When my son was in school, I used to take him to a Native American flute festival (he used to play that type of flute) near Yosemite. One of the invited performers was a beautiful young lady who would always open her show telling us about her past struggles with depression, alcohol, and drug addiction. She said that, although she felt very ashamed of her behavior, she was unable to change it for a long time. One day, however, she almost died of an overdose, and after a few weeks in the hospital fighting for her life, she woke up feeling that she was not that caterpillar anymore: she had finally morphed into a butterfly, she was now free of addiction and was going to be able to fly.
Although a metamorphosis like the one described above seems sudden, it is already happening before we notice it. But in order to meet the butterfly we are meant to become, we must accept and welcome our inner caterpillar.
A fellow entomologist who works for the University of California at Davis told me that people often call her asking how they can have more butterflies in their gardens. She must explain to them that, for this to happen, they need to leave the caterpillars alone. People are often shocked when they are reminded about the connection between an obnoxious destructive larva eating their precious ornamentals and the beautiful butterflies that visit their flowers.

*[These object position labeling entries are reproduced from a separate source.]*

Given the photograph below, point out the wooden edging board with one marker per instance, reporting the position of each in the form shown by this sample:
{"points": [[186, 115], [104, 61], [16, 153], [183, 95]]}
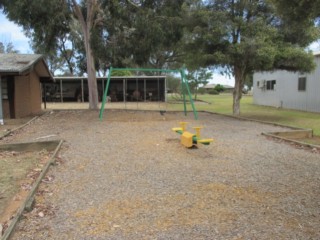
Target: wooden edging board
{"points": [[279, 135], [34, 146]]}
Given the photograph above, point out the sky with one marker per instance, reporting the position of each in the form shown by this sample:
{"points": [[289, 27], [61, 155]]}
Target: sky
{"points": [[10, 32]]}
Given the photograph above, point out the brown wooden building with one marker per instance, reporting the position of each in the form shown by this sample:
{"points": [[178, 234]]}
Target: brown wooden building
{"points": [[21, 76]]}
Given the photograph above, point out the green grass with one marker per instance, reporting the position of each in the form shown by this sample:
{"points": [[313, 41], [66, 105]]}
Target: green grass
{"points": [[223, 104]]}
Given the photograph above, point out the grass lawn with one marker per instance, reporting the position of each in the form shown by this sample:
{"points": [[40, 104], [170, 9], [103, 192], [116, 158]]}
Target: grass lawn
{"points": [[223, 104]]}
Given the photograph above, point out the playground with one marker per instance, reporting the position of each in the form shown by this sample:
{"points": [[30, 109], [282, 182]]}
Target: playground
{"points": [[127, 176]]}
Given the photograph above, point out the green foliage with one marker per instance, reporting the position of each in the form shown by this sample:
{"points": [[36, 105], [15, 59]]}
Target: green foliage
{"points": [[7, 48], [197, 78], [173, 84], [219, 88], [121, 73], [244, 36], [213, 92], [201, 90]]}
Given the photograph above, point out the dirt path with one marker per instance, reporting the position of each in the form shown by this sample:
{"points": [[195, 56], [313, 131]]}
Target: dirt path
{"points": [[128, 177]]}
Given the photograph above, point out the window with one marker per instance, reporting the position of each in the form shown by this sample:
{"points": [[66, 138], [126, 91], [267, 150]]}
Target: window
{"points": [[4, 88], [302, 83], [270, 84]]}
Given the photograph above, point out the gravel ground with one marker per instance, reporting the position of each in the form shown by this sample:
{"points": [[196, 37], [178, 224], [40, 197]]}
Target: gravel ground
{"points": [[128, 177]]}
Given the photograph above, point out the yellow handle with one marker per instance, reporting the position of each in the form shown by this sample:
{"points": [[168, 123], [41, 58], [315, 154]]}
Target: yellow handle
{"points": [[198, 129]]}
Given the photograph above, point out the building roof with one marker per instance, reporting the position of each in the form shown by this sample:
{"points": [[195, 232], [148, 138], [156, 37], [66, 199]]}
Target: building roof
{"points": [[20, 64], [209, 86]]}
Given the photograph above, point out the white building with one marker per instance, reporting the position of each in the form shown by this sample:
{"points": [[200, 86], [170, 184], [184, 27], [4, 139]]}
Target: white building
{"points": [[288, 89]]}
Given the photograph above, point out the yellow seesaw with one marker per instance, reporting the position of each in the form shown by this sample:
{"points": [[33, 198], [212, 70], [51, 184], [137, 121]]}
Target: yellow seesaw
{"points": [[189, 139]]}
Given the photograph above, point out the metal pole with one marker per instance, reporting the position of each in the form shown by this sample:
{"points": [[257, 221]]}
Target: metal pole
{"points": [[190, 96], [1, 110], [82, 91], [61, 91], [183, 92]]}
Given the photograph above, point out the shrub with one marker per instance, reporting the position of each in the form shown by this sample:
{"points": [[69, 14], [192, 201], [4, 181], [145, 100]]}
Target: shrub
{"points": [[201, 90], [213, 92]]}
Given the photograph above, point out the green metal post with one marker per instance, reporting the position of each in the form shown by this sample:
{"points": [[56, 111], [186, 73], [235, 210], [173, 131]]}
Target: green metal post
{"points": [[195, 113], [183, 91], [105, 94]]}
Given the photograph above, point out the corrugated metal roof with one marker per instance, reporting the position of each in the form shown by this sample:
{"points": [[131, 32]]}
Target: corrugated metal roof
{"points": [[17, 63]]}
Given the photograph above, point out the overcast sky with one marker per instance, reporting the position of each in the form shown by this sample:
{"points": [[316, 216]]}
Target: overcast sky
{"points": [[10, 32]]}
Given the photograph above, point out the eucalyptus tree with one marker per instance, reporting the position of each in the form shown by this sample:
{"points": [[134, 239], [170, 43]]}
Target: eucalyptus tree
{"points": [[244, 36], [7, 48], [46, 20], [198, 78]]}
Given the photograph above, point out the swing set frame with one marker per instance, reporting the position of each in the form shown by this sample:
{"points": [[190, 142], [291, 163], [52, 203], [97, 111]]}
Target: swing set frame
{"points": [[184, 85]]}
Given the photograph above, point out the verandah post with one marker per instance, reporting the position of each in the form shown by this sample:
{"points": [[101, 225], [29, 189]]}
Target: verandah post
{"points": [[105, 94]]}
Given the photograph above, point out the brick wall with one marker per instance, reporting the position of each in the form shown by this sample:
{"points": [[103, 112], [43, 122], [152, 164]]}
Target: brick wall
{"points": [[27, 95]]}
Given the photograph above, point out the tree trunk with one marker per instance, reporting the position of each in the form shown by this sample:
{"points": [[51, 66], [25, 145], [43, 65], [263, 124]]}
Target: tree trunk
{"points": [[92, 80], [86, 26], [239, 77]]}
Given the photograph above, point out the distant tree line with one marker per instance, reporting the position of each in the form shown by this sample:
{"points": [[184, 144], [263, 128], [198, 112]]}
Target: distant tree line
{"points": [[241, 37]]}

During the past few years, the UC Davis arboretum has made a concerted effort to plant more milkweed on its grounds, hoping to welcome the caterpillars of the Monarch Butterfly. I was pleasantly surprised to find several of them on May 1st, on a chilly and windy morning, near the arboretum’s nursery (featured photograph).
The featured photo is the larva (caterpillar) of the Monarch Butterfly, and The photo below is an older photo of the adult, which first appeared in my blog on January 1st, 2022.